The Knesset voted down a bill that would allow Israelis to choose between civil and religious marriage yesterday, sparking more controversy regarding current laws regarding marriage and divorce in the country.

The bill, sponsored by Nitzan Horowitz of the Meretz party, would allow Israelis to contravene the Jewish Law that serves as the basis for marriage in Israel and instead marry in whatever manner they choose, including a non-religious civil marriage or that of a different religion altogether.  According to Horowitz, “”Israel is the only democracy in the world where Jews don’t have freedom of religion.  There are currently hundreds of thousands of Israelis who are considered without religion and cannot marry in Israel.”

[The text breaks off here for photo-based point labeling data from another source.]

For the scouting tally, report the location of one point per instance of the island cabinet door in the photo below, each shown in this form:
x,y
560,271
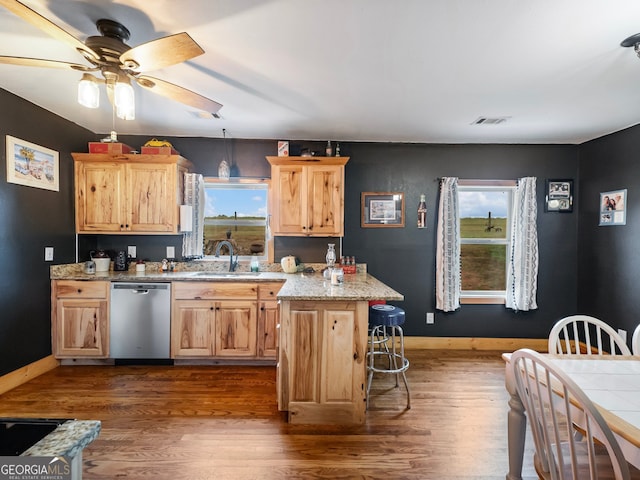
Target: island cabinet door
x,y
236,324
268,329
325,361
192,328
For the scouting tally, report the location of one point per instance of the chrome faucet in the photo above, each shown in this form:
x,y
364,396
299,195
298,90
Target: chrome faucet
x,y
232,263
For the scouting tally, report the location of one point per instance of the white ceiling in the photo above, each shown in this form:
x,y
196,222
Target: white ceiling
x,y
360,70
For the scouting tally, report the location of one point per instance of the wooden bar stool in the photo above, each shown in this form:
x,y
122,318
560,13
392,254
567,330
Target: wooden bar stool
x,y
385,321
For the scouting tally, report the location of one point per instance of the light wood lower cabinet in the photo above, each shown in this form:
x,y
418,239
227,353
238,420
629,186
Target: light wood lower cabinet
x,y
80,319
224,320
321,362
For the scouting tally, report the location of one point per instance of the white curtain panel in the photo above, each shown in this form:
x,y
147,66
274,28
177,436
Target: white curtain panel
x,y
448,247
193,241
522,275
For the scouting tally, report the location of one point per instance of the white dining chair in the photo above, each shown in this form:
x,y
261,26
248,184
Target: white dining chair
x,y
582,334
551,413
635,341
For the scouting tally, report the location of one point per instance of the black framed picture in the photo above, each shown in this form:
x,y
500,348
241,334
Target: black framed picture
x,y
382,209
559,196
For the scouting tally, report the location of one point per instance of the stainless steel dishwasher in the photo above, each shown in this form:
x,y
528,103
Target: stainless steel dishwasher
x,y
140,320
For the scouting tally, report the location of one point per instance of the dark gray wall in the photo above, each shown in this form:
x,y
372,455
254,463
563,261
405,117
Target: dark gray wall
x,y
30,219
609,257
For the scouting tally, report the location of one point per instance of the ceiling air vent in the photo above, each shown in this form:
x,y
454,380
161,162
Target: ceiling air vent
x,y
489,120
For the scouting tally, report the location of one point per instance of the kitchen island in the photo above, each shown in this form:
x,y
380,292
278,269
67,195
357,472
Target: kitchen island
x,y
323,347
322,334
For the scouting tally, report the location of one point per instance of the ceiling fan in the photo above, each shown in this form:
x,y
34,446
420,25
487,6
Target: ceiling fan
x,y
117,62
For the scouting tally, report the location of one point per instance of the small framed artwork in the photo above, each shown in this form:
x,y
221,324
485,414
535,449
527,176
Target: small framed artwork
x,y
382,209
559,196
613,208
32,165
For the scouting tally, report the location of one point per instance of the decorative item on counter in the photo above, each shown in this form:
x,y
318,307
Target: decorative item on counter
x,y
224,171
337,276
158,147
111,148
289,264
422,212
348,265
283,149
255,265
330,257
90,267
101,259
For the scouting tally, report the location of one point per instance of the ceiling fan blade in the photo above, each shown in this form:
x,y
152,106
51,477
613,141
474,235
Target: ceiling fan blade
x,y
46,25
160,53
179,94
38,62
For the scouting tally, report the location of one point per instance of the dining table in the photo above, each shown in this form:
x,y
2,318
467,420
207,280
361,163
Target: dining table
x,y
612,383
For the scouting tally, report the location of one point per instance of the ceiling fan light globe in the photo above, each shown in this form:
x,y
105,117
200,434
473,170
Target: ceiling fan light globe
x,y
88,91
124,99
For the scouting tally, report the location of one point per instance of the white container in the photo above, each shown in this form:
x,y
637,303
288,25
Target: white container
x,y
102,264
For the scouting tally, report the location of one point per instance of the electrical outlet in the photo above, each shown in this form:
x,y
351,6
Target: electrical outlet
x,y
623,334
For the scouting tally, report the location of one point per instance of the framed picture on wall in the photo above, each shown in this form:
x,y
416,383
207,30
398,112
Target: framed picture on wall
x,y
32,165
382,209
559,196
613,208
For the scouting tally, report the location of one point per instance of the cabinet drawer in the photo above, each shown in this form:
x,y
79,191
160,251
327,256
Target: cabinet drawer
x,y
81,289
214,290
268,291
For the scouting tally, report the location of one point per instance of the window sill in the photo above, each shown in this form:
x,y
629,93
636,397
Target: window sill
x,y
483,300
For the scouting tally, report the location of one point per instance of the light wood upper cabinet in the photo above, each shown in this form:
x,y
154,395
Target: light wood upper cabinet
x,y
307,195
80,319
128,193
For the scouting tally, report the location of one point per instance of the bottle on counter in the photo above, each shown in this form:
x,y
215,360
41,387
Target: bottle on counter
x,y
255,265
422,212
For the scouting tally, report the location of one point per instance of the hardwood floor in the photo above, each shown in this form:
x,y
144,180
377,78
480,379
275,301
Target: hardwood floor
x,y
222,422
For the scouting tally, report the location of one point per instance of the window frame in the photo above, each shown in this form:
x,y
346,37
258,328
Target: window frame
x,y
488,296
248,183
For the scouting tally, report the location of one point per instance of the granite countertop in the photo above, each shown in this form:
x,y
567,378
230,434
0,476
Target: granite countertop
x,y
297,286
67,439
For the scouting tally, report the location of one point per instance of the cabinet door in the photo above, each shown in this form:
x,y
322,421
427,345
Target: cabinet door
x,y
268,320
290,199
192,328
236,323
325,200
99,197
151,197
81,328
322,358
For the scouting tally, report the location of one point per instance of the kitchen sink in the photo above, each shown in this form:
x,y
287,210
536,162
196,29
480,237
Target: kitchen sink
x,y
227,274
19,434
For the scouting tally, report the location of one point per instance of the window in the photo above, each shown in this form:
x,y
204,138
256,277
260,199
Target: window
x,y
236,212
485,234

The vote was attended by several couples wishing to marry in a civil ceremony.  MK Orit Zuaretz who spoke and railed against Jewish marriage insisting that she was being forced to be religious in order to marry, wore a wedding gown and veil but was asked to remove the veil.  She claimed that the bill was not aimed at destroying tradition, but was to ensure that people who cannot marry according to Jewish Law can do so.  However, Justice Minister Yaakov Neeman rejected her statement, saying that the bill is in fact in contravention of Halacha.  He also stressed the issue of illegitimate children, an issue the Rabbinical court wishes to avoid.  Neeman also countered the argument by citing the Civil Union Law, which currently performs the same function as the proposed law.

The vote on Wednesday was part of a campaign by several organizations antagonistic to the Chief Rabbinate who wish to eliminate the Rabbinate’s role in family life.  During the vote, the NGO Hiddush Movement for Jewish Freedom and Equality released statistics from a study conducted by two Ben Gurion University researchers that showed 66% of Israelis being in favor of a civil marriage option with one third saying they prefer a civil marriage over a Halachik one.

Both Horowitz and Zuaretz said after the vote, which was 41-16 against, that they would be taking the issue to the High Court in an attempt to overrule the Knesset vote.